A story I won’t read

Referring to the 9/11 attack, the New York Times calls it the bloodiest terror attack in American history.

Let us set aside, just for the moment, the impossibility of distinguishing between modern warfare and terror attacks. Forget, just for the moment, that beginning in the 20th century, war began largely to target civilians. Let us further forget Ward Churchill’s suggestion that the chickens had come home to roost, his reference to chronic U.S. interventions outside its borders.

I want to remember instead a war that started when Columbus “discovered” the western hemisphere and which continues to the present day. This is the war for the land the U.S. claims as its national territory, but stole from American Indians through a series of genocidal attacks. The military part of this operation ended roughly in 1890. But structural violence against the Indians continues. They suffer high rates of poverty and spousal abuse, substantially diminished lifespans, and limited opportunity.
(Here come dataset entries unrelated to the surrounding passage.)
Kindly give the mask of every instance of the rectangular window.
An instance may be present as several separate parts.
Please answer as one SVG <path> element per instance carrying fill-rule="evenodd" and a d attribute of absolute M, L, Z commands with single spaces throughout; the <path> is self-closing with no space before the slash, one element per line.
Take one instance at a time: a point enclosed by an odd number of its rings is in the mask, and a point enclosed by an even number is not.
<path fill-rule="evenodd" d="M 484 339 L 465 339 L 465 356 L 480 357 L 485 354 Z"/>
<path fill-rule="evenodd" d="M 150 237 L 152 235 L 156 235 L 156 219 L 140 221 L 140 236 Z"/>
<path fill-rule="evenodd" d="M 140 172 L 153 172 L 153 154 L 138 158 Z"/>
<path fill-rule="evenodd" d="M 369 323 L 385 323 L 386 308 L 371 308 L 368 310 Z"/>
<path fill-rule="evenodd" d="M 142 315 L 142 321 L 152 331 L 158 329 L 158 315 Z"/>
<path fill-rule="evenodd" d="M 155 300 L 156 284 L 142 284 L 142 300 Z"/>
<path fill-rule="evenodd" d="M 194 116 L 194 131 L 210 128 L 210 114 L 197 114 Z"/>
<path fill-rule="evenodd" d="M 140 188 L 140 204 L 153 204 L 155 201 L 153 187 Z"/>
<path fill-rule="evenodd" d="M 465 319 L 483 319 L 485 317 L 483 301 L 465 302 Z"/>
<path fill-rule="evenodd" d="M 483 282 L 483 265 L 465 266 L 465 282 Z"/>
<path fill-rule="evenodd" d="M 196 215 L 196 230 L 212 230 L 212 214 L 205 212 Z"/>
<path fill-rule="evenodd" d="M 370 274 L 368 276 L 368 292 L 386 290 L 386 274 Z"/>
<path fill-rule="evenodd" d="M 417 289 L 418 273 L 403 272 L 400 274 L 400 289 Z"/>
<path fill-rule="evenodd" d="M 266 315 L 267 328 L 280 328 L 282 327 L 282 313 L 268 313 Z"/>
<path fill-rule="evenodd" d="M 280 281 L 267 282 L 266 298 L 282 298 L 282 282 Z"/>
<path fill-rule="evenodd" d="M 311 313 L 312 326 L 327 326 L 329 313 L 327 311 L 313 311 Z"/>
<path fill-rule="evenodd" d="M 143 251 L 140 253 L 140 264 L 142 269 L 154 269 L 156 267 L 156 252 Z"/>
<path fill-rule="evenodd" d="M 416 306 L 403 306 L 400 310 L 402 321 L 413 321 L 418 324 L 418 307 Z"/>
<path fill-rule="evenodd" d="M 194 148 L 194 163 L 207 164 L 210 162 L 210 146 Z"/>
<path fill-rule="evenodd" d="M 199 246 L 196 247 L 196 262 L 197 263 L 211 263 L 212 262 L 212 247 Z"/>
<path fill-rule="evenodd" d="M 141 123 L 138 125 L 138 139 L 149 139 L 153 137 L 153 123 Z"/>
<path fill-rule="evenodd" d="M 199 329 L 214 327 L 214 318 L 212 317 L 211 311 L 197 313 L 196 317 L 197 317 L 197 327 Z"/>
They have been robbed not only of their land but of their culture.

And the only relief the U.S. offers is a right to build casinos otherwise forbidden by the states, casinos fiercely resisted by less powerful occupiers because they associate casinos with alcoholism and crime.

Anthropologists object to a romanticization of American Indians, I suspect in part because being wed to the status quo, they do not wish to acknowledge that in a great many ways people in hunter-gatherer societies lived lives superior to our own, with more free time, better health, considerably less hierarchy, and genuine community, much more in harmony with the earth. All that is lost, now, not only to Indians but to the rest of us. In the U.S., a look at any organization chart will show we live in one of the most hierarchical societies on earth. There are a great many jobs that don’t even pay rent; people must work two or more, just to get by. There are a great many people without access to health care outside an emergency room, and many more limited to western medicine, founded in the torture of slaves. Meanwhile, a particular class is immune from financial crises that strike terror into the heart of the many who live just a paycheck away from homelessness.

We killed people and destroyed an idyllic lifestyle in the name of a god whose Old Testament manifestation hates women, hates gays, and hates everybody except Jews, and whose New Testament manifestation, we are to believe, endorsed world conquest. And then when it was inescapably clear the British were overstretched, we largely took over the empire we had kicked out when its Parliament passed the Quebec Act, limiting westward colonial expansion. Now, we kill throughout the world even as we destroy lives at home. We have killed by the millions.

I asked that we set aside a few issues just for a moment. That moment is over. I’m not forgetting that the chickens came home to roost on 9/11. And I’m certainly not forgetting all the terror we have inflicted throughout the world. I am sickened by the elevation of victims of 9/11 as heroes in dichotomy with the demonization of people fighting to preserve their culture against a western onslaught. And I am certainly not forgetting our own genocide right here at home.